Call me old school, but I really (I mean REALLY) don’t like the recent explosion of the top level domains. I understand that most good names are taken in .com, .org, and .net zones, but do we really need all those .blue, .parts, and .yoga TLDs?
Why am I whining about all this all of a sudden? I’ll tell you why. Because a new top level domain – .aws – is about to be introduced, and it already broke something for me in a non-obvious manner.
I manage a few Virtual Private Clouds on the Amazon AWS. Many of these use and rely on some hostname naming convention (yeah, I’m familiar with the pets vs. cattle idea). Imagine you have a few servers, which are separated into generic infrastructure and client segments, like so:
- bastion.aws.example.com
- firewall.aws.example.com
- lb.aws.example.com
- web.client1.example.com
- db.client1.example.com
- web.client2.example.com
- db.client2.example.com
- … and so on.
Working with such long FQDNs (fully qualified domain names) isn’t very convenient. So add “search example.com” to your /etc/resolve.conf file and now you can use short hostnames like firewall.aws and web.client1. And life is beautiful …
… until one day, when you see the following:
user@bastion.aws$> ssh firewall.aws
Permission denied (publickey).
And that’s when your heart misses a beat, the world freezes, and you go: “WTF?”. All kinds of thoughts are rushing through your head. Is it a typo? Am I in the right place? Did the server get compromised? How’s that for a little panic …
Trying a few things here and there, you manage to get into the server from somewhere else. You are very careful. You are looking around for any traces of the break-in, but you see nothing. You dig through the logs both on the server and off it. Still nothing. You can dive into all those logwatch and cron messages in your Trash, that you were automatically deleting, cause things were working fine for so long. There! You find that cron was complaining that backup script couldn’t get into this machine. Uh-oh. This was happening for a few days now. A black cloud of combined worry for the compromised machine and outdated backup kills the sunlight in your life. Dammit!
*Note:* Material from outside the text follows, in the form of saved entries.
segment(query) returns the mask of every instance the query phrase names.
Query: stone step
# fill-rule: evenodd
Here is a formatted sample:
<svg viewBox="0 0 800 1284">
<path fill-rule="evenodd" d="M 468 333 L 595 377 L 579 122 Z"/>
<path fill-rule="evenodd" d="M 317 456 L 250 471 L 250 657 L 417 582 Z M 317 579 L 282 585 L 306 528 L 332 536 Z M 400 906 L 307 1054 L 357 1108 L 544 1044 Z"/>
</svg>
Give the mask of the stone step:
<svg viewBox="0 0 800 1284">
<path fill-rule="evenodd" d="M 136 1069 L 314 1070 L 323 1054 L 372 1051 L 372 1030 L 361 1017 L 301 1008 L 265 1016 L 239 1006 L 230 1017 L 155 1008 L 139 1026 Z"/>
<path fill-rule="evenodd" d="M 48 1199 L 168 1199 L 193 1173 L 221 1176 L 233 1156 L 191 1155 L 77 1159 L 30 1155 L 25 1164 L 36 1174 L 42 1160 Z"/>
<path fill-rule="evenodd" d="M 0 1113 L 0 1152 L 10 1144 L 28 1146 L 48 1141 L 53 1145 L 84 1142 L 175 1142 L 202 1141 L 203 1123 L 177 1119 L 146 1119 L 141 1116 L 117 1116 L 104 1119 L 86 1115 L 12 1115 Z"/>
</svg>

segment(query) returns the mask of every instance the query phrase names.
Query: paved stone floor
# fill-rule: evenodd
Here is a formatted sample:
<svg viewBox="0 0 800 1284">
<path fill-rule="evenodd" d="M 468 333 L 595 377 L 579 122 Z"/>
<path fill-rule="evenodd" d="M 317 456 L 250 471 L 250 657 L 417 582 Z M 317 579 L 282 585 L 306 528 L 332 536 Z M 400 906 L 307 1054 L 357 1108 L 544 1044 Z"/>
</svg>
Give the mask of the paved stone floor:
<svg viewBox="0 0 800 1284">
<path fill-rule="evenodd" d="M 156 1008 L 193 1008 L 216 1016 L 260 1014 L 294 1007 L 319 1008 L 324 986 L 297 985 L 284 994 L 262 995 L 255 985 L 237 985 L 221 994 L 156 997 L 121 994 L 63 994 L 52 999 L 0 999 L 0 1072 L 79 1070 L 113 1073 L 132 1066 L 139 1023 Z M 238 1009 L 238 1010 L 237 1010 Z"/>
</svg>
Take a break to calm down. Try to think clearly. Don’t panic. Stop assuming things, and start troubleshooting.
A few minutes later, you establish that the problem is not limited to that particular machine. All your .aws hosts share this headache. A few more minutes later, you learn that ‘ssh firewall.aws.example.com’ works fine, while ‘ssh firewall.aws’ still doesn’t.
That points toward the hostname resolution issue. With that, it takes only a few more moments to see the following:
user@bastion.aws$> host firewall.aws
firewall.aws has address 127.0.53.53
firewall.aws mail is handled by 10 your-dns-needs-immediate-attention.aws.
Say what? That’s not at all what I expected. And what is that that I need to fix with my DNS? Google search brings this beauty:
This is problably because the .dev and .local are now valid top level extensions.
Really? Who’s the genius behind that? I thought people chose those specifically to make them internal. So is there an .aws top level extension now too? You bet there is!
Solution? Well, as far as I am concerned, from this day onward, I don’t trust the brief hostnames anymore. It’s FQDN or nothing.